Among the patients who scored 4, 87.5% underwent surgical treatment. Interestingly, in the score 2 and 3 groups, the rate of abdominal USG examination was higher among those who underwent surgery; whereas in the score 4 group, the rate of abdominal USG examination was higher among those who did not undergo surgery. It is presumed that additional abdominal USG test was performed to rule out negative appendectomy in score group 4. We assumed that abdominal USG would have been performed in score group 4 if the clinical results did not correlate with the appendiceal CT exam results.
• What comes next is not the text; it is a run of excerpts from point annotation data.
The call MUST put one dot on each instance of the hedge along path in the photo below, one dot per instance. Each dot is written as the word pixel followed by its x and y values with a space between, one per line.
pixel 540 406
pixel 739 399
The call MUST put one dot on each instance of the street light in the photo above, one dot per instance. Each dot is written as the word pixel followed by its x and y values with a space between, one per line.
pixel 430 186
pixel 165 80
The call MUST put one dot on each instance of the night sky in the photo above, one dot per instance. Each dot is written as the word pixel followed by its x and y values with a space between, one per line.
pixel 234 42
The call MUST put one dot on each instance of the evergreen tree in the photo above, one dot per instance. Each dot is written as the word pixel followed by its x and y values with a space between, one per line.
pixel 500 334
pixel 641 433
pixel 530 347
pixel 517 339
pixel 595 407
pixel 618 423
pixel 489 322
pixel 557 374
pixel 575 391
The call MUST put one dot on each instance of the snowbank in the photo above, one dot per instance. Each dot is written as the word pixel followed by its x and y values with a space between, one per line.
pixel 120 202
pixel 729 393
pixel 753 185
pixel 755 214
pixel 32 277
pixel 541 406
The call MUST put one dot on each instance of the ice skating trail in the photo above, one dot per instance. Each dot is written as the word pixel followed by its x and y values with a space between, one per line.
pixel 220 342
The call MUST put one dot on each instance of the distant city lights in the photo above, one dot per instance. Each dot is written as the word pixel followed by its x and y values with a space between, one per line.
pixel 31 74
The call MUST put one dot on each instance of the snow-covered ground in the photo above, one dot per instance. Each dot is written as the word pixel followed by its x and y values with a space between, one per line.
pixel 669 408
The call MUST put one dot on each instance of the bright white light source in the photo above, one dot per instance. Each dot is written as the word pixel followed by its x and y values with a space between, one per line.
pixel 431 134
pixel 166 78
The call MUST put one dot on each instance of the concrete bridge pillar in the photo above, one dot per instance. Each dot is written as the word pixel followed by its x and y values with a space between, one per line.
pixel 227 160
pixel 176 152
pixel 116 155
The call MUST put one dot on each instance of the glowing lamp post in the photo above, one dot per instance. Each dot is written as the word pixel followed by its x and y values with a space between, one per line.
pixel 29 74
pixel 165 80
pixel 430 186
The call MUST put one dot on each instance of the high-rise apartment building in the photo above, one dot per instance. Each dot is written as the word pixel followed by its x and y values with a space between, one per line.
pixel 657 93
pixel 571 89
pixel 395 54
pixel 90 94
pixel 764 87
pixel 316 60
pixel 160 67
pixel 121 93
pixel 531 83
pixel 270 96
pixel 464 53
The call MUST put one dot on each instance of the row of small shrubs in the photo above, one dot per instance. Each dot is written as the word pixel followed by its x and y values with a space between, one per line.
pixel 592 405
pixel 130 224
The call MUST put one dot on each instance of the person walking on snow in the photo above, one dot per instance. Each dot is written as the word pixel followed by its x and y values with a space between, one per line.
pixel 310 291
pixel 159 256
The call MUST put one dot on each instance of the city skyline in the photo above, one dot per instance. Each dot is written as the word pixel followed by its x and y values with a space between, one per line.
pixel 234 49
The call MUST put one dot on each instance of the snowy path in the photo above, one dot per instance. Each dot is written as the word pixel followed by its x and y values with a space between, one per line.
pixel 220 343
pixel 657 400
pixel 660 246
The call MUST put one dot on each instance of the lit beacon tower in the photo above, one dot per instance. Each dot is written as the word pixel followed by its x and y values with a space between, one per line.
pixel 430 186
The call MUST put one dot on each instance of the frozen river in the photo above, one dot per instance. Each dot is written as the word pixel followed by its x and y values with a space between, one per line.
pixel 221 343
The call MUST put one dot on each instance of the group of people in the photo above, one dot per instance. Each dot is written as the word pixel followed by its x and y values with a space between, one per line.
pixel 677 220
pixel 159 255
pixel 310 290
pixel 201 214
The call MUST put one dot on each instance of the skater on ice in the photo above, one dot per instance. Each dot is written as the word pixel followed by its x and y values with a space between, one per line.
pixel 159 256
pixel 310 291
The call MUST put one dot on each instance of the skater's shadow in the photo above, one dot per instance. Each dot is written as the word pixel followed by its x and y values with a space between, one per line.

Further analysis is warranted that could reveal the rationale of this hypothesis.

Subsequently, among patients with appendiceal CT score of 2 to 4, higher appendicitis score and a higher level of WBC count was significantly associated with surgical treatment. This can provide grounds to assert the benefit of appendiceal CT in diagnosis of appendicitis. There are some limitations to this study. First, this is a retrospective study, which depends on past medical records. Second, the total number of negative appendectomies could not be collected because the postoperative pathology results cannot be confirmed in patients who have been transferred to other hospitals for surgery. However, since the transfer was not selective, random extraction of samples might have a limited impact on statistics. Third, the mean difference in thickness of the appendix according to age could not be considered in this study due to the small-scale sample study. Additional data analysis with stratification of age is warranted with a larger sample size in further study design. Finally, since the study classified the patients solely by appendiceal CT score, it is not possible to confirm the effect of other clinical symptoms and signs on the patient's treatment decision. Further study design should take them into account because diagnostic methods such as abdominal USG were used for certain patients in the same score group. Analysis of conditions that influenced the modality of diagnosis and treatment is warranted.

In conclusion, the incidence of equivocal appendicitis was 16.7% when the CT scoring system was used. The probability of surgery was higher in the patients with higher appendicitis scores and higher level of WBC. Careful observation can be a valid treatment method in groups with appendicitis scores 2 or 3. However, surgical intervention should be the first line of treatment for patients with appendicitis score 4. Additional abdominal USG test is advisable for determining treatment modality with equivocal appendicitis in children.